Firstly, i'm sorry for getting stuck three times in one day! I'm pretty much hogging this board which isn't that nice.

Anyway, i'm stuck on this:

Kindly (?), the homework sheet offers some hints in the form of more questions!Prove that every sequence has a monotonic subsequence.

My answer to 1).1). If there are an infinite number of floor terms, show they form a monotonic increasing subsequence.

2).If there are a finite number of floor terms and the last one is $\displaystyle a_F$, construct a monotonic decreasing subsequence with $\displaystyle a_{F+1}$ as it's first term.

3). If there are no floor terms, construct a monotonic decreasing subsequence with $\displaystyle a_1$ as it's first term.

Since $\displaystyle a_n \geq a_f \ \forall \ n\geq f$ (ie. the definition of a floor term) then let $\displaystyle n=f+1 \Rightarrow \ a_{f+1} \geq \ a_f$

Therefore there are an infinite number of floor terms and the next floor term is greater than the previous one.

My answer to 2).

Starting once more from the definition $\displaystyle a_n \geq a_f \ \forall \ n \geq f$. $\displaystyle a_{F+1}$ is the first term and $\displaystyle a_F$ is the last term.

Let $\displaystyle n=F$ and $\displaystyle f=F+1$.

Therefore $\displaystyle a_{F} \geq a_{F+1} \ \forall \ F \ \geq F+1$

Therefore there is a monotonic decreasing subsequence as required.

(I think so anyway. Could someone double check this?)

My answer to 3).

I decided to choose $\displaystyle a_n=n$ since this doesn't have a lower bound.
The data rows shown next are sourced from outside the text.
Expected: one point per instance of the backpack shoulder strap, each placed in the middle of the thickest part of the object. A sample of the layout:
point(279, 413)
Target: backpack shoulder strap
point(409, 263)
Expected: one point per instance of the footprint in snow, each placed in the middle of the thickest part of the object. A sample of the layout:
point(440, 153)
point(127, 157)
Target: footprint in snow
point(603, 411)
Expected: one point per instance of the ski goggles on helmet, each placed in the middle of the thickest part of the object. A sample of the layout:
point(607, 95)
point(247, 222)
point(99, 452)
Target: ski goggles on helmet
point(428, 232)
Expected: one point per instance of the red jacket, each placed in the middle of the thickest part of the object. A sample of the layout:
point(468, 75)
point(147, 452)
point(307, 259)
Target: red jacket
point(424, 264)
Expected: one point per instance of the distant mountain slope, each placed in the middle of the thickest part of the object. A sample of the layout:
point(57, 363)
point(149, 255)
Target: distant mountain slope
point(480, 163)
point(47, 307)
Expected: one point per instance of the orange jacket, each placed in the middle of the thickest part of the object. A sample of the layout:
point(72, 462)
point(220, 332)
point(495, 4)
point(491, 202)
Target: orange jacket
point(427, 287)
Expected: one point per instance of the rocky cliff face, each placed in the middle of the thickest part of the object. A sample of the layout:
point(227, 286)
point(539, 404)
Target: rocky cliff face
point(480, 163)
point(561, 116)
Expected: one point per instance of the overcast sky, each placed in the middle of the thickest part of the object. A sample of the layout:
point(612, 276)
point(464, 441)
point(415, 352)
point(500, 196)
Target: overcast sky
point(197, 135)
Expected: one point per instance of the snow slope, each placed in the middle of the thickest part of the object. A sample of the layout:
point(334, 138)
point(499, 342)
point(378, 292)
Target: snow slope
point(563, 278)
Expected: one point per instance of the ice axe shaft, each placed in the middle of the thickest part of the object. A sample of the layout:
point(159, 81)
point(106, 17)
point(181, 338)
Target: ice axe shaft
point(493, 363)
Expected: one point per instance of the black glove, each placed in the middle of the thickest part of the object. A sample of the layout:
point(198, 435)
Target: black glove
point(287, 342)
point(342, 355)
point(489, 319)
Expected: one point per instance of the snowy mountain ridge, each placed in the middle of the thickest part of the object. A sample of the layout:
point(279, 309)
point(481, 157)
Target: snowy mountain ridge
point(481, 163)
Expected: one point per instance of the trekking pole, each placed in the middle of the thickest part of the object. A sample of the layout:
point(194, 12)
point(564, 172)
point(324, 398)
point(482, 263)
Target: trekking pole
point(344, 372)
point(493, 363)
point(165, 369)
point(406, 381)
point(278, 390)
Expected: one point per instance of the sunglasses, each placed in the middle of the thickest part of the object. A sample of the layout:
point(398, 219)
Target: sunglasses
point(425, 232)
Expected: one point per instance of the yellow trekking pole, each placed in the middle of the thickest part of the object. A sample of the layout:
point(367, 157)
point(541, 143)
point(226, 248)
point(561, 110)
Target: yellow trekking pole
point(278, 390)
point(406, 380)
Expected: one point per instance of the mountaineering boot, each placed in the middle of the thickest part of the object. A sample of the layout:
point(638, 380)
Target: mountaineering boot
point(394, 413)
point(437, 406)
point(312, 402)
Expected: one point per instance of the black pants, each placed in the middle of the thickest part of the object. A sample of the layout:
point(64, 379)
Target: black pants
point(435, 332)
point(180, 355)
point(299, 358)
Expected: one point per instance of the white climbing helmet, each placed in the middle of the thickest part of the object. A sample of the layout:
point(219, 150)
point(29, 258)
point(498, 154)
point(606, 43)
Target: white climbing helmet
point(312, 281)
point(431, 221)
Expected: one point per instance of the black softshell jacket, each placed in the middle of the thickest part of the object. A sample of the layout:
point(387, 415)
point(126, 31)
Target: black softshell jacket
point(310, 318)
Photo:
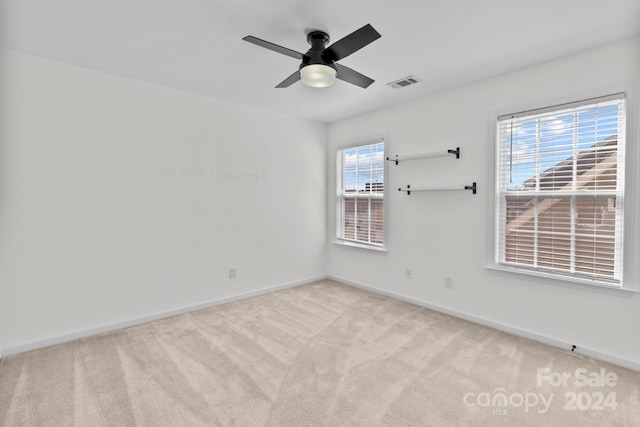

Would floor terms be in the sequence $\displaystyle a_f=f-1$?

Therefore making f=1:

$\displaystyle a_1=1-1=0$

$\displaystyle a_2=2-1=1$

$\displaystyle a_3=3-1=2$ etc

However, this doesn't create a monotonic decreasing subsequence and I can't think of a sequence that does!

Could I have some help with these "hints" so I can use them to solve the question?

Thank you kindly to anyone who posts!